Tuesday, April 30, 2013

May 12th is just another day, right?

I do quite a lot of shopping online.  I have a mild addiction to shoes, purses and sunglasses.  I get a lot of emails for sales, new items, etc.  My inbox is FULL of  mothers day stuff right now and every one of them stings.  I get a 5 minute mental reprieve from not focusing on this painful turn life has taken and glance at my email and it all comes flooding back.  Shopping used to be my oasis, a reprieve from our painful reality and now it's yet another place haunted by thoughts of what could have been, what should have been.
I'm really trying to tell myself that it's just another day but my heart is hurting right now.  I miss our baby.

Thursday, April 25, 2013

Five possibilities

Depending on how you look at it there are a handful of reasons that could explain why our baby died.

You could say there is something physically wrong with me that testing to date hasn't identified.  This is my second 'late loss'. I was 22 weeks pregnant when my son was born in 1997.  He was born alive but passed away about an hour later due to his prematurity.

You could say the MTHFR mutations caused this.  My inability to process folic acid well could have caused a neural tube defect that caused the baby to die.

You could say that I wasn't producing enough progesterone naturally, the baby died within days of stopping the progesterone injections.

You could say there was a genetic issue with the baby

You could say we just had really really bad luck.

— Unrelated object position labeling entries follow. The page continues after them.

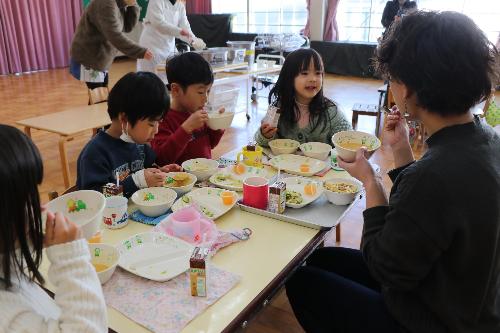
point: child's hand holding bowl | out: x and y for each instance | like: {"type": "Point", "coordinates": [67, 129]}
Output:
{"type": "Point", "coordinates": [59, 230]}
{"type": "Point", "coordinates": [154, 177]}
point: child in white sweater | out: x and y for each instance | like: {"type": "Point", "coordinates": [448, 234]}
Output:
{"type": "Point", "coordinates": [24, 306]}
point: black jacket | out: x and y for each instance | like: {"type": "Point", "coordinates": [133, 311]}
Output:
{"type": "Point", "coordinates": [436, 248]}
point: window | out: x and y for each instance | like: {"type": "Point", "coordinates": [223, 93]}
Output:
{"type": "Point", "coordinates": [359, 20]}
{"type": "Point", "coordinates": [264, 16]}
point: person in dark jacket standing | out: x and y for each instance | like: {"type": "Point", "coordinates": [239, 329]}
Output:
{"type": "Point", "coordinates": [395, 10]}
{"type": "Point", "coordinates": [99, 34]}
{"type": "Point", "coordinates": [430, 255]}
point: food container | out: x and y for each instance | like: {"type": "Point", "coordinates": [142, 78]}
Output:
{"type": "Point", "coordinates": [272, 116]}
{"type": "Point", "coordinates": [111, 189]}
{"type": "Point", "coordinates": [180, 182]}
{"type": "Point", "coordinates": [339, 197]}
{"type": "Point", "coordinates": [202, 168]}
{"type": "Point", "coordinates": [283, 146]}
{"type": "Point", "coordinates": [317, 150]}
{"type": "Point", "coordinates": [223, 96]}
{"type": "Point", "coordinates": [206, 54]}
{"type": "Point", "coordinates": [218, 121]}
{"type": "Point", "coordinates": [154, 201]}
{"type": "Point", "coordinates": [236, 55]}
{"type": "Point", "coordinates": [249, 47]}
{"type": "Point", "coordinates": [348, 142]}
{"type": "Point", "coordinates": [104, 258]}
{"type": "Point", "coordinates": [220, 54]}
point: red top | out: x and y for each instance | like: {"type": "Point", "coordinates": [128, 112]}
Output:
{"type": "Point", "coordinates": [173, 144]}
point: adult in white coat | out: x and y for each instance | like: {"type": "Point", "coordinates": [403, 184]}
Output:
{"type": "Point", "coordinates": [165, 20]}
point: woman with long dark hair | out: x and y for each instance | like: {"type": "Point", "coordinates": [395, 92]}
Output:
{"type": "Point", "coordinates": [430, 254]}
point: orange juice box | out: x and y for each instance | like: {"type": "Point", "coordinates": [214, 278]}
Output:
{"type": "Point", "coordinates": [198, 271]}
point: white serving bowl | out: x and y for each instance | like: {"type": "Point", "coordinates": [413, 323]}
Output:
{"type": "Point", "coordinates": [83, 207]}
{"type": "Point", "coordinates": [202, 168]}
{"type": "Point", "coordinates": [317, 150]}
{"type": "Point", "coordinates": [370, 141]}
{"type": "Point", "coordinates": [341, 199]}
{"type": "Point", "coordinates": [283, 146]}
{"type": "Point", "coordinates": [181, 190]}
{"type": "Point", "coordinates": [162, 201]}
{"type": "Point", "coordinates": [217, 121]}
{"type": "Point", "coordinates": [104, 254]}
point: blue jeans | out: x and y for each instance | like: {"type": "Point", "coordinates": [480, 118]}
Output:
{"type": "Point", "coordinates": [335, 293]}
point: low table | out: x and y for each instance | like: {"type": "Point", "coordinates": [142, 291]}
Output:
{"type": "Point", "coordinates": [264, 262]}
{"type": "Point", "coordinates": [68, 124]}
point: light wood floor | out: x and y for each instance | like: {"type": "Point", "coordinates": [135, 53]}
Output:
{"type": "Point", "coordinates": [41, 93]}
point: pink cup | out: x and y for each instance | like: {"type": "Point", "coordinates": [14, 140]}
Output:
{"type": "Point", "coordinates": [185, 224]}
{"type": "Point", "coordinates": [256, 192]}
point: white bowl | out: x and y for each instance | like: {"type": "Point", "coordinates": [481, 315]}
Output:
{"type": "Point", "coordinates": [180, 190]}
{"type": "Point", "coordinates": [218, 121]}
{"type": "Point", "coordinates": [202, 168]}
{"type": "Point", "coordinates": [83, 207]}
{"type": "Point", "coordinates": [161, 200]}
{"type": "Point", "coordinates": [283, 146]}
{"type": "Point", "coordinates": [104, 254]}
{"type": "Point", "coordinates": [317, 150]}
{"type": "Point", "coordinates": [342, 198]}
{"type": "Point", "coordinates": [348, 154]}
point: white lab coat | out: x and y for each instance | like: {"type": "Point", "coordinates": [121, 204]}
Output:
{"type": "Point", "coordinates": [162, 24]}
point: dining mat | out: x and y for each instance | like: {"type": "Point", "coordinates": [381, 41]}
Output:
{"type": "Point", "coordinates": [164, 307]}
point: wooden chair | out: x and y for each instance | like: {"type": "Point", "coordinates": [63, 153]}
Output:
{"type": "Point", "coordinates": [98, 95]}
{"type": "Point", "coordinates": [53, 194]}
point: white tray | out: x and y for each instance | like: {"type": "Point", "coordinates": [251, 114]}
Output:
{"type": "Point", "coordinates": [154, 256]}
{"type": "Point", "coordinates": [291, 163]}
{"type": "Point", "coordinates": [320, 214]}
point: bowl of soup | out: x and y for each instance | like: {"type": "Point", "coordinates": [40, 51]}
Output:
{"type": "Point", "coordinates": [154, 201]}
{"type": "Point", "coordinates": [84, 207]}
{"type": "Point", "coordinates": [342, 191]}
{"type": "Point", "coordinates": [283, 146]}
{"type": "Point", "coordinates": [104, 259]}
{"type": "Point", "coordinates": [202, 168]}
{"type": "Point", "coordinates": [348, 142]}
{"type": "Point", "coordinates": [180, 182]}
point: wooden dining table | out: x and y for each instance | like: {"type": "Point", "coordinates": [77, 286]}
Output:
{"type": "Point", "coordinates": [264, 262]}
{"type": "Point", "coordinates": [68, 124]}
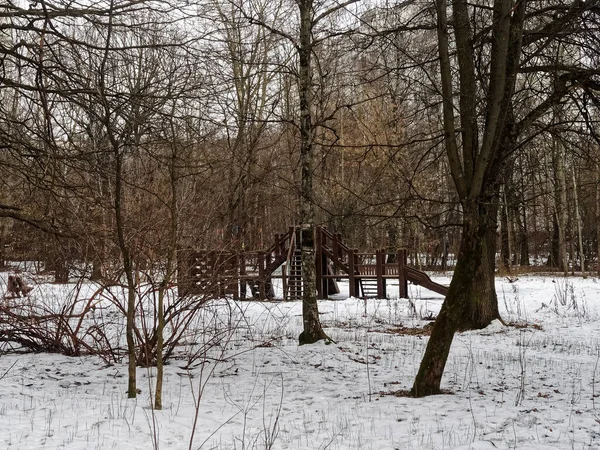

We can correct all but the first and the last reason.  They all sound like perfectly logical reasons but none of them are the obvious reason we were looking for.  Because of this we've decided to put our faith in our doctors and God and give this another try.  We've told our clinic we are ready to try again and are officially waiting for a match.  Please keep us in your prayers.

Tuesday, April 23, 2013

I don't do vague well

I was really hoping my RE would results from my bloodwork that showed some definite reason why we lost our baby and it would have a medicinal fix so we could go into another transfer with a little piece of mind.  We are still waiting the results from one test but the only thing we've found so far is two mutations of the MTHFR gene (that's a real thing, not me trying to curse in lolspeak).  Apparently about a third of the population has one or two of these mutations and they cause you to absorb folic acid badly.  Low folic acid can cause neural tube defects and if bad enough can end a pregnancy.  The fix is massive amounts of folic acid supplements when pregnant but my RE doesn't think this caused our loss.  He does suggest the supplements if we try again but it's not the smoking gun we were looking for.
He's also curious about the coincidental timing of me stopping PIO and the baby dying.  Everything I've seen has said by twelve weeks you body should be making so much progesterone that the amount you'd get thru shots is basically adding a quarter cup of water to a two gallon jug.  However, because the shots go in your muscle and are absorbed thru your bloodstream there's really no way of getting accurate lab results on what you are producing and what you are injecting.  He suggests doing shots for the first 12 weeks again and then switching to a vaginal suppository.  These allow the uterus to absorb the medicine directly, bypassing the bloodstream so they can monitor my progesterone levels thru bloodwork and see what I'm actually producing.  Again, not a smoking gun but a curious possibility.
So, unless this lab comes back with something significant we are left with vague lab results and a difficult decision.   I really want to know by the end of the week what we are doing. Its really hard to put something behind you when you don't yet know what's ahead.

Wednesday, April 3, 2013

You don't get it any I pray you never do

If you haven't been thru a loss here are some phrases that aren't helpful (some of these are actually offensive):

This is all part of gods plan
I know how you feel
Maybe this is a blessing and you just don't know why yet
You can have more kids
Why don't you just adopt
It just wasn't meant to be

When someone you care about loses a baby tell them you don't know what to say, tell them you are sorry for their loss, validate the existence of the little life that was lost and recognize that they are grieving that loss, not just the loss of a (seemingly replaceable) baby.